Don’t throw those plastic Easter eggs away! Here are some fun and easy ways to use them to teach kids a wide range of speech and language skills!
Working on correcting a pattern of speech sound substitution errors (i.e. wed instead of red)? Kids will have a ball when you use the minimal pairs technique with these colorful eggs! On one egg, write a word beginning with the target sound (e.g. /r/ for “red”) and, on a second egg, write a word with the error (e.g. /w/ for “wed”). Ask them to close their eyes as you hide an object in the egg that displays the sound being targeted (e.g. “red”). To get the prize within the egg, they must try to correctly articulate the sound.
Write words containing the sound you would like your kids to practice on the surface of an egg and then let them enjoy the surprise inside as a reward! You can even use one egg to focus on the sound as it occurs at the beginning of the word (e.g “sun”), another for the middle (e.g. “messy”) and one more for the ends of words (e.g “dress“).
3. Phonological Awareness – Rhyming
Phonological awareness, our understanding of the sound structure in words, is an important prerequisite skill for reading. Rhyming helps children understand the patterns and structure of written and spoken language.
Write simple words (e.g. cat) on the bottom half of your eggs. Take an egg top with a different color and write the rhyming word. Separate all the eggs and have your kids assemble the eggs that rhyme!
4. Phonemic Awareness – Blending
Phonemic awareness is a subset of phonological awareness and has been found to help children read, comprehend and spell words. This phoneme blending egg-tivity helps children hear, identify and manipulate sound units in words.
Write a sound on the edge of one half of an egg and write word endings on the other half as demonstrated in this photo. Rotate the bottom half of the egg for practice blending different words. When finished, crack open the egg for a fun treat within!
5. Early Communication – Pointing
Want to help a young communicator learn the valuable skill of pointing? Put a treat in one egg and hold it one hand. Hold an empty egg in the other and encourage him or her to point to the one containing the desired object.
6. WH Questions
Take five eggs and put a different question word on each (i.e. who, what, when, where, why). Place the eggs on the floor or a table and play “Eggroll!” Roll each egg as far as you can and ask a “wh” question using the word on the egg that rolled the farthest. This can be used for social skills (“where do you like to go?”), story comprehension (“where does the story take place?”) or general language comprehension (“where does a sheep live?”).
Take colors to a whole new level ask you play the “Color Category Egg Toss!” Let’s say you pick up a yellow egg. Each time you toss it, name an item that is yellow. Try to name as many words as possible for each color!
Teach personal and possessive pronouns to young children using the eggs and a basket. Have one child play the Easter Bunny (or the teacher) and pass out eggs using the bold words below to fill in the blanks!:
“I have the blue egg. The blue egg is mine.”
“You have the green egg. The green egg is yours.”
“He has the red egg. The red egg is his.”
“She has the purple egg. The purple egg is hers.”
“They have multicolored eggs. The multicolored eggs are theirs.”
“We all have eggs. These eggs are ours.”
Children will follow directions with prepositions as you ask them to hide the eggs in various locations for an egg hunt. Put the egg under the desk, next to the pencil, in the bag, above the book, between the basket and the candy and so on!
You can also teach children to use prepositions expressively as you move eggs around the room and ask them to describe where you put them!
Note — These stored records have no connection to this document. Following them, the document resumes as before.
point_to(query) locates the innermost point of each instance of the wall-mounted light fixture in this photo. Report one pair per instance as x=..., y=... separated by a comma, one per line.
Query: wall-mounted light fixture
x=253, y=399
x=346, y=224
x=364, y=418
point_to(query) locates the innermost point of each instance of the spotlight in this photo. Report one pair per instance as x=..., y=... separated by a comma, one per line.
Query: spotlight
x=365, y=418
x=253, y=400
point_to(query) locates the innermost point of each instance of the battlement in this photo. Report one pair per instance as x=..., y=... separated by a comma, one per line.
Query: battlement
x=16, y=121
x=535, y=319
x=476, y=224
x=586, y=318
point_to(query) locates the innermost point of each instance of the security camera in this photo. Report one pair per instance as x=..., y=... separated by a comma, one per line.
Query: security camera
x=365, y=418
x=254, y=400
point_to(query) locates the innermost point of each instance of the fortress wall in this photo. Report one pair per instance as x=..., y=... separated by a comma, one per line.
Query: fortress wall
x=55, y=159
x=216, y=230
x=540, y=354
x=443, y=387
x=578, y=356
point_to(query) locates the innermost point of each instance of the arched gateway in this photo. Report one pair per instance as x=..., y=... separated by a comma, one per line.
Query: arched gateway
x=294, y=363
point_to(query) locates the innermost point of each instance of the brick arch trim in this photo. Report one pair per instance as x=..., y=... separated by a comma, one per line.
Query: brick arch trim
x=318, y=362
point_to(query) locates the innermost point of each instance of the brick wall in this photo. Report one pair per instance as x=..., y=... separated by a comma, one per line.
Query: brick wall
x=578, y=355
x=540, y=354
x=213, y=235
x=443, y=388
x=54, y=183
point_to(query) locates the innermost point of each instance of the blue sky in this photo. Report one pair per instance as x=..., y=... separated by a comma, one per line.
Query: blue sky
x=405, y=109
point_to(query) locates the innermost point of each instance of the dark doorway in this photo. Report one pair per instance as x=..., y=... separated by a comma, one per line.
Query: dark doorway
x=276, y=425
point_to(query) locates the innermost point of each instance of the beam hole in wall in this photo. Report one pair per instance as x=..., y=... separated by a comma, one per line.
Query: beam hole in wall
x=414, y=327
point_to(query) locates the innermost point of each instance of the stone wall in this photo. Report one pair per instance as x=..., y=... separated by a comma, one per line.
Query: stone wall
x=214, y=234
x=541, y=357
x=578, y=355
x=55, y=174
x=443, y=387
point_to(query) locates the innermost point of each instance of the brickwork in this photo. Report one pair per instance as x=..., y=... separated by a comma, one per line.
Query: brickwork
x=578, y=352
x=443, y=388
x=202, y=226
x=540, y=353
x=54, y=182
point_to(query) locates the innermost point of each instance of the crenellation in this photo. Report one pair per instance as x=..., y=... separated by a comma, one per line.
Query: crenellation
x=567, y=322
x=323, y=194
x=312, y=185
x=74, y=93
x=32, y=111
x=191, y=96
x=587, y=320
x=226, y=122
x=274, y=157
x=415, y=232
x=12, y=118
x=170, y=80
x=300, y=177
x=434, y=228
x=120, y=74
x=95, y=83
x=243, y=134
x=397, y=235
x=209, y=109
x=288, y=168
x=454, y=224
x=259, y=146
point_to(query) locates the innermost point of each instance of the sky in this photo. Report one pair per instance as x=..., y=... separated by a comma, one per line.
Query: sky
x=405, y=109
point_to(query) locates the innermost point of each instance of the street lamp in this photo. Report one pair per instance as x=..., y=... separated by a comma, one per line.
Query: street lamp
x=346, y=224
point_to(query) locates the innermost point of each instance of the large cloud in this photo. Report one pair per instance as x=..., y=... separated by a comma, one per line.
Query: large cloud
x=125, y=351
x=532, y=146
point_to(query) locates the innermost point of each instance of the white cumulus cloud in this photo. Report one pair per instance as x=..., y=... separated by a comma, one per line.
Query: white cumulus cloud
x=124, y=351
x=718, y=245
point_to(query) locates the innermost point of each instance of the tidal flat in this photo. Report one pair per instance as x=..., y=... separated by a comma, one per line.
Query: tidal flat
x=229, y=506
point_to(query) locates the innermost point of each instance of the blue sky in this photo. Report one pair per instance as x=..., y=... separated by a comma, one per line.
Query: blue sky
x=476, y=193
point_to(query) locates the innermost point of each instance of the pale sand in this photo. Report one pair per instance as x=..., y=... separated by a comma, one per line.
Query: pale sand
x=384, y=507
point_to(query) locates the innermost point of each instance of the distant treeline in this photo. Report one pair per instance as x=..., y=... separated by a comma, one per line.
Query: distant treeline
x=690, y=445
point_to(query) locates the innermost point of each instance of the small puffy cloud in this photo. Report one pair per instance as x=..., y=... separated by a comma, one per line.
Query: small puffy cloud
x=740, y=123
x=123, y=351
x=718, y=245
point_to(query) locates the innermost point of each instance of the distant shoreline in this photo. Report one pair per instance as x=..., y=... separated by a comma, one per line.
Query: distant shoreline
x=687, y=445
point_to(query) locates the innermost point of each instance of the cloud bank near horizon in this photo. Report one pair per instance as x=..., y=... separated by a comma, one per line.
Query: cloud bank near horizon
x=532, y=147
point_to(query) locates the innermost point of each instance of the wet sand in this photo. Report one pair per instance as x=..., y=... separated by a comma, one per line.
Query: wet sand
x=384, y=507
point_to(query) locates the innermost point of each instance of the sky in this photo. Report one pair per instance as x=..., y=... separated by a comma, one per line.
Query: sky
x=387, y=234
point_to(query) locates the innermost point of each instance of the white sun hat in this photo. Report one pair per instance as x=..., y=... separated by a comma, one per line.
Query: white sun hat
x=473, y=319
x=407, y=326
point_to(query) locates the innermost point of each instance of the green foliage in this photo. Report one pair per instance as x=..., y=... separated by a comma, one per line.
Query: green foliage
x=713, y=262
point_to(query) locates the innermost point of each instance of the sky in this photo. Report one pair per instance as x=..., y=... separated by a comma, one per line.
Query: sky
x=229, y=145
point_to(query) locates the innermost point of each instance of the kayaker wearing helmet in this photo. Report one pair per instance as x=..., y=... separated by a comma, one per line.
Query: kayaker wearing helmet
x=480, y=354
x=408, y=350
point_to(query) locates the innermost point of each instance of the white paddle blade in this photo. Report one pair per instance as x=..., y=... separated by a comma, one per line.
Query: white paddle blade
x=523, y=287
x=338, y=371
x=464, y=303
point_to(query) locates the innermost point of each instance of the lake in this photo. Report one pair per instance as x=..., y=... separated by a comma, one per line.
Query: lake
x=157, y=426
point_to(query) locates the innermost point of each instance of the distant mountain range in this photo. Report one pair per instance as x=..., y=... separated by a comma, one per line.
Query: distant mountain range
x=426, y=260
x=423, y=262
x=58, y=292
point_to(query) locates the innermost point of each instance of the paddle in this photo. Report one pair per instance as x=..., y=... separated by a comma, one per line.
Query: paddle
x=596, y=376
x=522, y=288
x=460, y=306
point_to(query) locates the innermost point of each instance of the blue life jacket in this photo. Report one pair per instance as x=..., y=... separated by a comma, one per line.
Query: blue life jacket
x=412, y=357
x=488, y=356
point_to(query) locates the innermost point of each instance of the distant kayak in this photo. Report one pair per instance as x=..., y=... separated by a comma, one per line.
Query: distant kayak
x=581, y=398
Who doesn’t love an egg hunt? This language-rich egg hunt idea is arguably more fun and much more enriching! Come up with clues to describe where the eggs are hidden. For example, if you hide an egg under the desk you can say “the next egg is hidden under a furniture item with drawers.”
Simple yet filled with possibilities, right? As Leonardo da Vinci once said “simplicity is the ultimate sophistication.” These colorful capsules are packed with speech and language potential. Enjoy!